Anaesthesia and diabetes
Diabetes mellitus in patients undergoing major surgery poses a number of serious problems for the anaesthetist, particularly insulin-dependent diabetes. It is an independent predictor for serious postoperative complications such as perioperative myocardial infarction, renal failure, infections, mortality as well as length of hospital stay. In obstetrics, mothers with diabetes have a much higher incidence of stillbirth and congenital malformations. In addition, in the intensive care unit, for patients with and without diabetes, tight glycaemic control reduces both morbidity and mortality.

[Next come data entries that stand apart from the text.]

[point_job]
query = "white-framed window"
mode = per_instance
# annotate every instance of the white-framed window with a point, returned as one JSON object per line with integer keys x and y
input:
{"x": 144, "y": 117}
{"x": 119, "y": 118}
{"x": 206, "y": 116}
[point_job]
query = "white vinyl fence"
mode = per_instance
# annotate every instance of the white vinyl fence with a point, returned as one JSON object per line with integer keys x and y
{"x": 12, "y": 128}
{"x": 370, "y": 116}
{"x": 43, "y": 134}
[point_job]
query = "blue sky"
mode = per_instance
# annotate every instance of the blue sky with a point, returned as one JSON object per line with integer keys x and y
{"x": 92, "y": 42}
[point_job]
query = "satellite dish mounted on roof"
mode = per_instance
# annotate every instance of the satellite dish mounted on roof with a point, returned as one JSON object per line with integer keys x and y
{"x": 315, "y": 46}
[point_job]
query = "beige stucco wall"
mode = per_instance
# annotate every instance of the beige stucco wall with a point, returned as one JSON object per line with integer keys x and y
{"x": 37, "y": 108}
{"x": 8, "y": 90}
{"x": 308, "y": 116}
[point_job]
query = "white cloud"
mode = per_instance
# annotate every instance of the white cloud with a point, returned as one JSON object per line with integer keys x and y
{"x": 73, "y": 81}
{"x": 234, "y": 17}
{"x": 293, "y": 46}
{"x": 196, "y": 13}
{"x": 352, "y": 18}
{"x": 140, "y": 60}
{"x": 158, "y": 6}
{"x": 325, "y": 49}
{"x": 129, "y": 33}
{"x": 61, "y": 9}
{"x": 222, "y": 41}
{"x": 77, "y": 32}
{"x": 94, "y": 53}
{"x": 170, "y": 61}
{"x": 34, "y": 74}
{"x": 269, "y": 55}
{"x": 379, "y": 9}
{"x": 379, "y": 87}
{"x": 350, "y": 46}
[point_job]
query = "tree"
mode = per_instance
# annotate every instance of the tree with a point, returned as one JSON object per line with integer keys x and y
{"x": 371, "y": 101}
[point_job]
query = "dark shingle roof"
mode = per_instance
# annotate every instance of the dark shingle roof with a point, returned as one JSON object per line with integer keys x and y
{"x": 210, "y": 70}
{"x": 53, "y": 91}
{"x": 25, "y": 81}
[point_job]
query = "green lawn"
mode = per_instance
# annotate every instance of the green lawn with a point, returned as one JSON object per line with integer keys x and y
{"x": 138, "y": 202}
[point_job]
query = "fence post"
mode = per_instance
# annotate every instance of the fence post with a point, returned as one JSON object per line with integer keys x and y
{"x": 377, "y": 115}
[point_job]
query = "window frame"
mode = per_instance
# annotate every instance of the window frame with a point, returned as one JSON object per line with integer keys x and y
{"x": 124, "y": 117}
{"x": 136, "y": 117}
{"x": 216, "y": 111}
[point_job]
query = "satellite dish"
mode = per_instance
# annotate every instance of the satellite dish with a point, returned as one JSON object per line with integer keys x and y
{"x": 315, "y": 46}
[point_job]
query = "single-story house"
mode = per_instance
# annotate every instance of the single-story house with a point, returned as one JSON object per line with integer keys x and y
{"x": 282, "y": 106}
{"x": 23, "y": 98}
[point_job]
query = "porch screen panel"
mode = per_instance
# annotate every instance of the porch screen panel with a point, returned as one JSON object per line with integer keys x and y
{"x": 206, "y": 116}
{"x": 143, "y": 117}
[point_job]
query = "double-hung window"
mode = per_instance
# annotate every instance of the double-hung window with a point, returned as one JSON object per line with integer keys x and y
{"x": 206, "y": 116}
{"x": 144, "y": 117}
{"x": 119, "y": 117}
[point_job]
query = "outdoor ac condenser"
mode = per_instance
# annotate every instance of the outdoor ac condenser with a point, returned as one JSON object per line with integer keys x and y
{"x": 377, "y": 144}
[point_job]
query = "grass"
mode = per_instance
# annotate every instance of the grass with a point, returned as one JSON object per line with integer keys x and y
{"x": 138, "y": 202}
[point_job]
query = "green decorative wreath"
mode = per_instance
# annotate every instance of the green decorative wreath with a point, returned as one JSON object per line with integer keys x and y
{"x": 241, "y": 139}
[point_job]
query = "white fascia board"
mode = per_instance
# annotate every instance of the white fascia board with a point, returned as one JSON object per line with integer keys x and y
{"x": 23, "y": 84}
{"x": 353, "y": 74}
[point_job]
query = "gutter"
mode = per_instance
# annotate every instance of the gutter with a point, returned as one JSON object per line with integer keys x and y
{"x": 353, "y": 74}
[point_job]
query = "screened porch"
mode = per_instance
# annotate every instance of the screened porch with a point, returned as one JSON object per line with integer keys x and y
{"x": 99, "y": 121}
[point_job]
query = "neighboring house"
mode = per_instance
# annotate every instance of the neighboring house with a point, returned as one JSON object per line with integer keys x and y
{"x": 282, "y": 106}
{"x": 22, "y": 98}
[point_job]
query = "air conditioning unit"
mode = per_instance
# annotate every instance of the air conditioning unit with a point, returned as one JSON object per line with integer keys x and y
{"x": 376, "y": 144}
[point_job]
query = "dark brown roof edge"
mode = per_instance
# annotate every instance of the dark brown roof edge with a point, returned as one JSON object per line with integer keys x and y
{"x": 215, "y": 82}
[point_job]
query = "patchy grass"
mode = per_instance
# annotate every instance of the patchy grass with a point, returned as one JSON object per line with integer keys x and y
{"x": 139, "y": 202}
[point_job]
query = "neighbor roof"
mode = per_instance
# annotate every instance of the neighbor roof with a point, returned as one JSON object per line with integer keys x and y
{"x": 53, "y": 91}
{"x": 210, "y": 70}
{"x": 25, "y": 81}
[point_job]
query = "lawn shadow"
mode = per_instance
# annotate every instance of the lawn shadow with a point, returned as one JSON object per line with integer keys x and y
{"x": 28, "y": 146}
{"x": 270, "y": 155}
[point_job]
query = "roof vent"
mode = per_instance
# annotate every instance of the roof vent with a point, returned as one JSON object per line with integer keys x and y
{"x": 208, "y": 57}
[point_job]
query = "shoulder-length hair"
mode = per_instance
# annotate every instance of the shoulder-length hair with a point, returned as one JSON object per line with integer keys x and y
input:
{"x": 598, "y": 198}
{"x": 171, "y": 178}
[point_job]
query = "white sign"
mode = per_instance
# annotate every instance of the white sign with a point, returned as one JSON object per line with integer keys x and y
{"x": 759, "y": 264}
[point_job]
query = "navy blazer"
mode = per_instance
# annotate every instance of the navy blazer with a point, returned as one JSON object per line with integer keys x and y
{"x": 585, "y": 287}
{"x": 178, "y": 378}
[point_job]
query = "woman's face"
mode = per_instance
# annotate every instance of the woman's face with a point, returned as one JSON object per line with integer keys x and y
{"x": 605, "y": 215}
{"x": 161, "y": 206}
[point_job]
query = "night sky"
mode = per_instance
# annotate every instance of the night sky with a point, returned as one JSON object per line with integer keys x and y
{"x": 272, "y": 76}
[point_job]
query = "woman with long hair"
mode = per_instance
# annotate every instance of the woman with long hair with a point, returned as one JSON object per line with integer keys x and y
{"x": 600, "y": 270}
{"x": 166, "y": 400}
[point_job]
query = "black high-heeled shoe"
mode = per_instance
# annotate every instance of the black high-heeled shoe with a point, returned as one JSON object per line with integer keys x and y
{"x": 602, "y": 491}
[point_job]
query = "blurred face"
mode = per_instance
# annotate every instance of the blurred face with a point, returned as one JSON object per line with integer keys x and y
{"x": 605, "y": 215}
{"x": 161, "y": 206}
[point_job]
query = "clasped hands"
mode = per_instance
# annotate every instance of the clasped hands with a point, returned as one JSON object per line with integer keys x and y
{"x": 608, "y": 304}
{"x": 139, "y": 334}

The essence of managing diabetes is to ensure good glycaemic control with rapid return to normal diet and medication. In addition, because of the potential for associated problems, especially vascular disease, patients need to be monitored for complications of this, such as myocardial ischaemia. Moreover, poor glycaemic control may precipitate diabetic ketoacidosis (DKA) or hyperosmolar non-ketotic coma (HONK), both of which carry a significant mortality. Many of the endocrine changes that occur following major surgery (e.g. increase in catecholamines, cortisol and glucagon) may increase blood glucose further (and indeed many patients without diabetes can have high blood glucose following major surgery).
General management of blood glucose in patients with diabetes
Good glycaemic control may involve a good preoperative diet and weight loss, and perioperative insulin.
This is required in the treatment for Type I diabetes. In addition, patients with Type 2 diabetes undergoing major surgery may need insulin.
There are three types of insulin:
- soluble insulin (rapid onset and short duration of action);
- intermediate duration of action;
- longer duration of action.
The latter two are insoluble as they are mixed with protamine or zinc to delay absorption, and can only be given subcutaneously. Patients are normally converted to soluble insulin preoperatively.